Glyph
A glyph is an individual letter, number, punctuation mark, or other symbol in a font. The term is sometimes used interchangeably with "character," although it is more accurate to say that a glyph is the graphic representation of a character.
Every font is made up of a set of glyphs that represent characters as defined by the Unicode standard. Not every font has a glyph for every possible character. Some fonts focus on a particular alphabet like Latin, Cyrillic, or Hebrew. Other fonts offer expanded mathematical symbols, while other fonts like Wingdings supply a series of decorative symbols instead of letters.
OpenType Features
Fonts that use the OpenType font file format may support a set of special features that can automatically replace certain glyphs with alternate versions, based on the context. Ligatures are special glyphs that can appear when two particular characters are next to each other, replacing the individual glyphs. For example, the letter pairing "fi" in a serif font is often replaced by a special ligature where the tittle (or dot) on the lowercase "i" is absent and replaced by the hood on the lowercase "f".
In addition to standard ligatures, many OpenType fonts support other types of special glyphs that can appear automatically or when enabled in a word processor:
- Contextual alternates are similar to ligatures, appearing to combine two letters into a single shape. Instead of being a single glyph, contextual alternates provide different versions of letters that change based on adjacent letters, often to change the joining behavior in cursive fonts.

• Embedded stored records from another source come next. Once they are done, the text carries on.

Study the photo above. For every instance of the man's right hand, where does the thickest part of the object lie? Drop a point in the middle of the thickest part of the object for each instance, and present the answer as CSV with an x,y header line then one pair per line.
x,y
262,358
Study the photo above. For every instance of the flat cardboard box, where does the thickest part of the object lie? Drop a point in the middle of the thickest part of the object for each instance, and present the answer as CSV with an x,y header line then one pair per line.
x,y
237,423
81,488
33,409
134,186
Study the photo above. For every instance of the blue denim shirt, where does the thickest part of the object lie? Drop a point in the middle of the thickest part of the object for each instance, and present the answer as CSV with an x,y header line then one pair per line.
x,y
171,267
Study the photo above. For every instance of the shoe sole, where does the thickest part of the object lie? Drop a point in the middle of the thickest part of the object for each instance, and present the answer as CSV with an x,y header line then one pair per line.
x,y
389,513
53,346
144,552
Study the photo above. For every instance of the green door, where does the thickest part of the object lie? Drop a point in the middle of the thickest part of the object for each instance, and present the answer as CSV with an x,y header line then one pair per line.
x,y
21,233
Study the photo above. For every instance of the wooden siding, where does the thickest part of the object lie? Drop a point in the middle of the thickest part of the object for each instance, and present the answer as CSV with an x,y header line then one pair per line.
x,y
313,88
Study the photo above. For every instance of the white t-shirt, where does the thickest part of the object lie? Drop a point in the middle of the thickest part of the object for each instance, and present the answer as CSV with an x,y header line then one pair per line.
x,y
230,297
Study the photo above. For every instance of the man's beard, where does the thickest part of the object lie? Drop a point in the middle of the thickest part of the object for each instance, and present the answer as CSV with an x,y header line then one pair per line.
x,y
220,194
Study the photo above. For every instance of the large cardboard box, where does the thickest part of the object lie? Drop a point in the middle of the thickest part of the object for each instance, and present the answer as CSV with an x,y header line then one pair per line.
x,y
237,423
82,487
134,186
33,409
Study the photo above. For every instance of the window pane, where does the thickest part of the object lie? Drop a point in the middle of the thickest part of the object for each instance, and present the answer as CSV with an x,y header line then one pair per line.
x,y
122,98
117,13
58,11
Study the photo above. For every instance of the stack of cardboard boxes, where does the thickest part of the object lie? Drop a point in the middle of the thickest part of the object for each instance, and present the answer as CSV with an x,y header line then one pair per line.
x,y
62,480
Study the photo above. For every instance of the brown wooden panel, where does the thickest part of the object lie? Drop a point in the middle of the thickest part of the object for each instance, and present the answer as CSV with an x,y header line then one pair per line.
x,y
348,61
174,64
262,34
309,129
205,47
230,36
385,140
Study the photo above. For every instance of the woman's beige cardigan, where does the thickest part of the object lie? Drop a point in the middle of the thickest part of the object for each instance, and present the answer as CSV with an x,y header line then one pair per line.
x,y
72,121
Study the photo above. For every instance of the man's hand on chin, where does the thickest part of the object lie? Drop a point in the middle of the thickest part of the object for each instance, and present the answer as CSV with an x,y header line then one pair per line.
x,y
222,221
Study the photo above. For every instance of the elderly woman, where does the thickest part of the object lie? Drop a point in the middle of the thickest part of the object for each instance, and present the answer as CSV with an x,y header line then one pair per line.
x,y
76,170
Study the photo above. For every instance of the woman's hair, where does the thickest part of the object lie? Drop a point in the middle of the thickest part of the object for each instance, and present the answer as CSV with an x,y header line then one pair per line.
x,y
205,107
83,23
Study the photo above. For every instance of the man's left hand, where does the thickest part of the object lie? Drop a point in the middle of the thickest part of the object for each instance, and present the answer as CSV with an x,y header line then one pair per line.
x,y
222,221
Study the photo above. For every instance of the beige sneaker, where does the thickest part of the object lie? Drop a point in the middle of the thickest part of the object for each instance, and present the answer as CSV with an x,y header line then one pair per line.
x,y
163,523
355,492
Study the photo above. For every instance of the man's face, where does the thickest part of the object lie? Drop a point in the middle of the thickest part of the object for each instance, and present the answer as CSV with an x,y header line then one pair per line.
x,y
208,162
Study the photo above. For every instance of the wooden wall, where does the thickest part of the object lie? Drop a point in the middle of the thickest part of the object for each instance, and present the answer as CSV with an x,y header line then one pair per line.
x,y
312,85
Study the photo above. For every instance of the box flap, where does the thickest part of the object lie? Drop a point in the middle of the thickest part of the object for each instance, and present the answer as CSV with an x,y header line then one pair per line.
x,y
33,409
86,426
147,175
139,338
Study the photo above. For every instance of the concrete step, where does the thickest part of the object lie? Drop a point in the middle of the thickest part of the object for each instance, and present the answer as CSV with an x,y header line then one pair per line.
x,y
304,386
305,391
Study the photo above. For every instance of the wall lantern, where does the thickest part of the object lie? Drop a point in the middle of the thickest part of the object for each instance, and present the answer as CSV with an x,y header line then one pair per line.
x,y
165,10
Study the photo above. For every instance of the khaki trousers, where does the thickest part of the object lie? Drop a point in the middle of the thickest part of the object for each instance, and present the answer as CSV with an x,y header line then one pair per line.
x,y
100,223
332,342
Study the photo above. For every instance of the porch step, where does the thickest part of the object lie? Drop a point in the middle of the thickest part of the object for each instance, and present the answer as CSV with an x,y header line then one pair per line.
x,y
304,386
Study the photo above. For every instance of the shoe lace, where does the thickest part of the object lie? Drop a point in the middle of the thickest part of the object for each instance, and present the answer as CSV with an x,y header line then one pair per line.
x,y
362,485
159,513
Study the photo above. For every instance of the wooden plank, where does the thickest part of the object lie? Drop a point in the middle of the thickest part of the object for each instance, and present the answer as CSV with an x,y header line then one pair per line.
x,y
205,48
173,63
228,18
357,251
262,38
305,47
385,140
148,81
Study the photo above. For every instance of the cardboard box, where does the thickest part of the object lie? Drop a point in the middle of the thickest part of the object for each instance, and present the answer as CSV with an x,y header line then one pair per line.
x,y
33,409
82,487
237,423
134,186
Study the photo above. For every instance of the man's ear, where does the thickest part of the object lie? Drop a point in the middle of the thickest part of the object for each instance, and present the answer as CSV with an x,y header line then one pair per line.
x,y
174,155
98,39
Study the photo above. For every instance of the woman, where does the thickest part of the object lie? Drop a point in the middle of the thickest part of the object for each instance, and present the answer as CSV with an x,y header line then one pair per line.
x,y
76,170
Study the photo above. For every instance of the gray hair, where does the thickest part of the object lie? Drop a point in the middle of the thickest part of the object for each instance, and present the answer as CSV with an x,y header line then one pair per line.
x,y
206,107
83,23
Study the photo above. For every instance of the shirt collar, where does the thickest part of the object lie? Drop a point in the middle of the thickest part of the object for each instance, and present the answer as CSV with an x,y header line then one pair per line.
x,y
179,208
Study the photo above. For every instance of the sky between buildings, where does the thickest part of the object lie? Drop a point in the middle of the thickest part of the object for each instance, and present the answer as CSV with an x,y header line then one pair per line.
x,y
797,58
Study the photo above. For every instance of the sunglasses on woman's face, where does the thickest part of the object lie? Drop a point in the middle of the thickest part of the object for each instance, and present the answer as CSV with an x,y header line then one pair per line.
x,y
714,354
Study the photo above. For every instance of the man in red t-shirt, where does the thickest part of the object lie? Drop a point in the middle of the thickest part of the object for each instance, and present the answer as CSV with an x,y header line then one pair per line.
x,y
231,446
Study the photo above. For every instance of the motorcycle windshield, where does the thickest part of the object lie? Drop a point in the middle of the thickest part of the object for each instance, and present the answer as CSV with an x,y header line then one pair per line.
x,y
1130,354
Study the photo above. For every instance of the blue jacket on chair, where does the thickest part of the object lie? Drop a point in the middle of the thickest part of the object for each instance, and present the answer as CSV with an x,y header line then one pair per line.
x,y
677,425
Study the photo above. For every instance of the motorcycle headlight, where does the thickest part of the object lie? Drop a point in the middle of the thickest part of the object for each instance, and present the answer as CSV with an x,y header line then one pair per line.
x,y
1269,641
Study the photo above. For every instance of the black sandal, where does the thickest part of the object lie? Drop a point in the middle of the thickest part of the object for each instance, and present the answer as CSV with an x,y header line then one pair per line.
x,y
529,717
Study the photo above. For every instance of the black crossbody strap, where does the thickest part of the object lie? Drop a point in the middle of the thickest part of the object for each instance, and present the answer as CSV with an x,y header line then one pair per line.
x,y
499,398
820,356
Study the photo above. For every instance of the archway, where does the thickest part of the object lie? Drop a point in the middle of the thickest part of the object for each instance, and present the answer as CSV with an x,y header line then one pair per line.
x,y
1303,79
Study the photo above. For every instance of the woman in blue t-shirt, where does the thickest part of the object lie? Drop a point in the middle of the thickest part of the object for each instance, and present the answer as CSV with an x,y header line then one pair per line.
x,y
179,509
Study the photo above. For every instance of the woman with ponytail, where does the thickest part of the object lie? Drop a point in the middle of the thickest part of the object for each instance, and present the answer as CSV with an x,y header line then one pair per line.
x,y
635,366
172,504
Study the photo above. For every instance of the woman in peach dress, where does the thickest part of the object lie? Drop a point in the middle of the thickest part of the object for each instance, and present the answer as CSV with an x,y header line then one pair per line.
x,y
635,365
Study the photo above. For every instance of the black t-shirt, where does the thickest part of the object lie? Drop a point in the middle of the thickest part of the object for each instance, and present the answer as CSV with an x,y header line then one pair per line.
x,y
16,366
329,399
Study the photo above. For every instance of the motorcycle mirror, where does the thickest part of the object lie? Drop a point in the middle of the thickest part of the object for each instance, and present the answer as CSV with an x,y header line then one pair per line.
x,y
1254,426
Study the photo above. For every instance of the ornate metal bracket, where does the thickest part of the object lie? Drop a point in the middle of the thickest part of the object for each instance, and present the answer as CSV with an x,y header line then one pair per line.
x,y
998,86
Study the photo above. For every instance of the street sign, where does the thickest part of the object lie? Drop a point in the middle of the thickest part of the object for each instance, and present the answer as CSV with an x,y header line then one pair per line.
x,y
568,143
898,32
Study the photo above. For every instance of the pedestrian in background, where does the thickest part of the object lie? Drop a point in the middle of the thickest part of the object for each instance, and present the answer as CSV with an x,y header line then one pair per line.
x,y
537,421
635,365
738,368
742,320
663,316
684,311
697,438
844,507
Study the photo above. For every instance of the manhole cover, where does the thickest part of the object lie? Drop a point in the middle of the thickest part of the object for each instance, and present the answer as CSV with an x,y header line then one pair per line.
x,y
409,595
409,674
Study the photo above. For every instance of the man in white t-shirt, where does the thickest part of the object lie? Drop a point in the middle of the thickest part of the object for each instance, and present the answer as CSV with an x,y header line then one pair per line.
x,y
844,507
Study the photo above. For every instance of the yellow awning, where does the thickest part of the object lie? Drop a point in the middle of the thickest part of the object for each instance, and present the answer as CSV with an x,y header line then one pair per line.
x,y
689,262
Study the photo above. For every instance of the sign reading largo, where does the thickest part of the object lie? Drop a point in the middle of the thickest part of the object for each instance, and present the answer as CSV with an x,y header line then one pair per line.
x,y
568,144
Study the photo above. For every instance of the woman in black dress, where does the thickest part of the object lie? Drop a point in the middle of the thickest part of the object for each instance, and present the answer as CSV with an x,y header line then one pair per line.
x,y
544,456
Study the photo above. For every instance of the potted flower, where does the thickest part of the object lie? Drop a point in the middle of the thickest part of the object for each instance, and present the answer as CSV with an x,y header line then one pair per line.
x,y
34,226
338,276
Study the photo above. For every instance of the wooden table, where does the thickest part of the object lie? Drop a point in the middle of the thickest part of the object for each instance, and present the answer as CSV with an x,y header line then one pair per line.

- Alternate number forms provide different styles of numbers for use in different contexts. For example, old-style numbers that are shorter and include descenders, or alternate tabular number forms that are monospaced to line up vertically.
- Some fonts include special glyphs for fractions beyond the most common set, or even automatically format numbers on either side of a slash character as numerators and denominators.
- Many fonts also include separate capital letter forms designed for use as small caps instead of simply shrinking the default capital letter forms.
NOTE: Computer operating systems include ways to browse through a font's glyphs. In Windows, the Character Map can be found in the Start Menu in the Windows Accessories folder; in macOS, the Character Viewer panel can be opened by pressing control + command + space.